Recognize the type of thoughts that will lead you down the rabbit hole of doubt, fear, or insecurity. Are they open-ended questions — “what if,” “why do I…” or critical and judgmental thoughts?
Distinguishing thoughts that are harmful to your performance allows you to step away and “observe” the thoughts. Recognizing is being conscious and aware of your thinking and not letting your brain short circuit because of debilitating mind chatter.
Avoid the trap
Here is the most challenging part, getting stuck in the circle of negative thinking. We have conditioned ourselves to over-analyze things. If something bad occurs, we are taught to learn from it, make corrections, and not make the same mistakes again. If an error is made, our first instinct is to figure out why it occurred.
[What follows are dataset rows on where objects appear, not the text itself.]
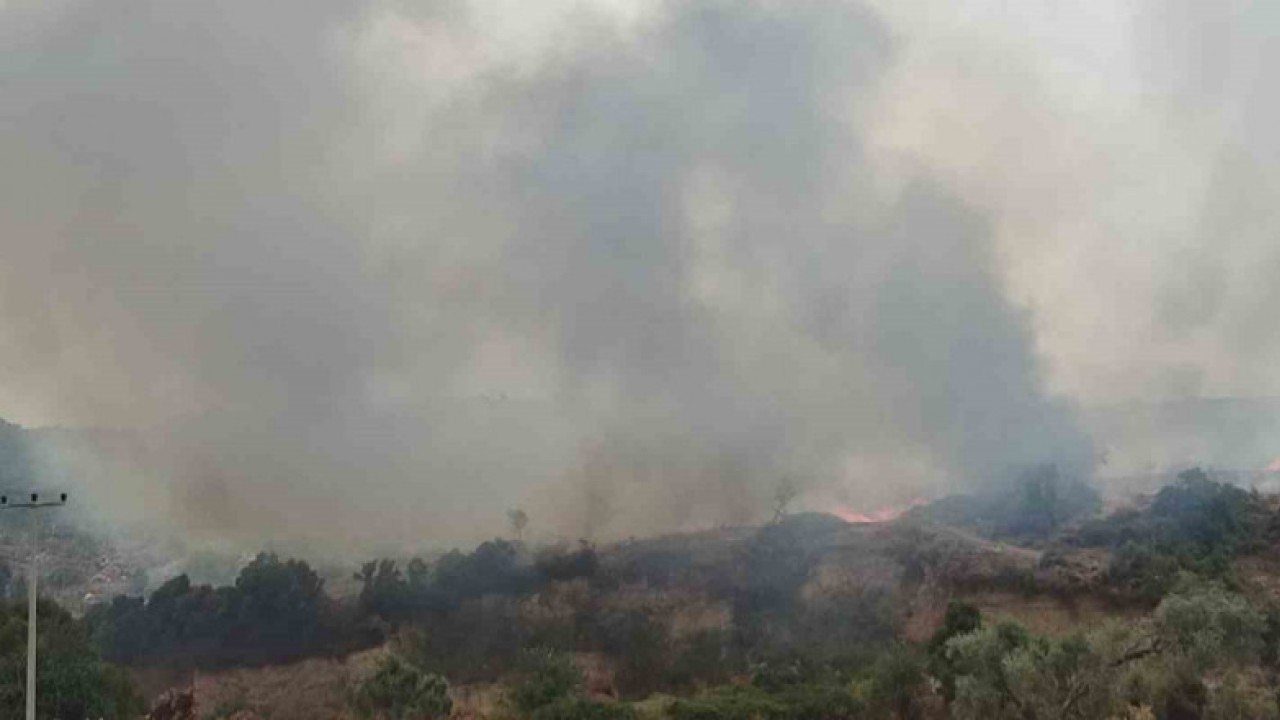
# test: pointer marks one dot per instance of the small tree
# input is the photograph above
(398, 691)
(519, 522)
(782, 497)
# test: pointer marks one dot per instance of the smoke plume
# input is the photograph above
(374, 272)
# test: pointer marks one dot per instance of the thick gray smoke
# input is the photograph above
(356, 273)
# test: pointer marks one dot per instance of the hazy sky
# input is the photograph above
(406, 264)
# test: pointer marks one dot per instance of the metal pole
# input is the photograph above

Our brain will shoot out an answer. We are questioning and answering machines. “Why did you make that pass?” “Because you suck.” “It was one bad pass.” “Last game, you made two bad passes.” The cycle can go on and on until you are caught in a poor state. You become stuck in the trap.
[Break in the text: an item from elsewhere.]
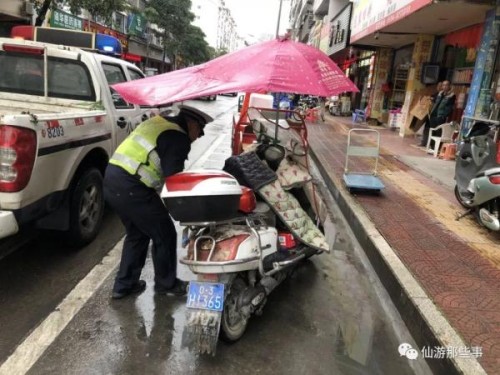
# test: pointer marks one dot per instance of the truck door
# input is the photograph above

You avoid the trap by not giving the bad pass any more attention. You don’t deny the mistake. You allow the thoughts to pass by not judging, analyzing, or finding fault. You turn your focus on what is happening in front of you. You slow the game down by shifting the focus onto your work ethic and attitude.
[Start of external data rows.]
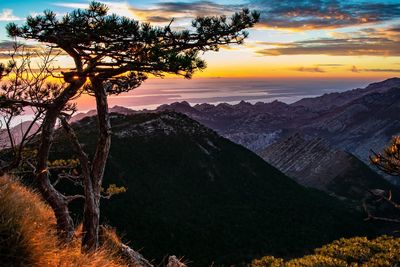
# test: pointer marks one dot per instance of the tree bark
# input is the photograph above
(55, 199)
(93, 183)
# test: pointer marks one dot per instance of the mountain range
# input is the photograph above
(349, 124)
(193, 193)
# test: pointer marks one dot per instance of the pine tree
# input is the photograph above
(113, 54)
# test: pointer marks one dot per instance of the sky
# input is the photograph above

In wrestling, that might be focusing on getting to your base and standing up after giving up an easy takedown —nothing more and nothing less.
Avoiding the trap is not ignoring. It is being ok that you made a mistake and not getting caught up in the potentially endless stream of negative dialogue.
The best wrestlers in the world make mistakes and have bad matches. Becoming angry or frustrated does not help them wrestle better.
It enhances poor performance and may make it worse. Accept it for what it is — a mistake. Then surrender and let go. You can’t change the past. Dwelling on it will not help anyone wrestle better.
When we surrender, we let go of the need to perform to a certain level. We let go of guilt, blame, and judgment. We just wrestle because we love competing. We consciously allow the negative thoughts to pass by. In time, they will disappear.
To steal a quote from a friend and retired Marine Reconnaissance Officer- “people do not rise to the occasion, they fall back on their highest level of training.”
No player will all of a sudden become a “clutch” player. The clutch player has trained her body and mind for those situations when they occur. They hit the last-second shot in their minds hundreds if not thousands of times before the game has ever been played.
The mistake is we believe people rise to the occasion. Like practicing shots on goal or single-leg takedowns, developing a “short-term” memory comes from practice. You practice Recognizing, Avoiding, and Surrendering when working on skills and drills.
If you take a bad shot, recognize the bad shot, allow the negative thoughts to flow by you, and accept it and surrender.
Not giving it further attention and turn your focus onto what you can do next. In time, like everything else, it becomes a learned skill.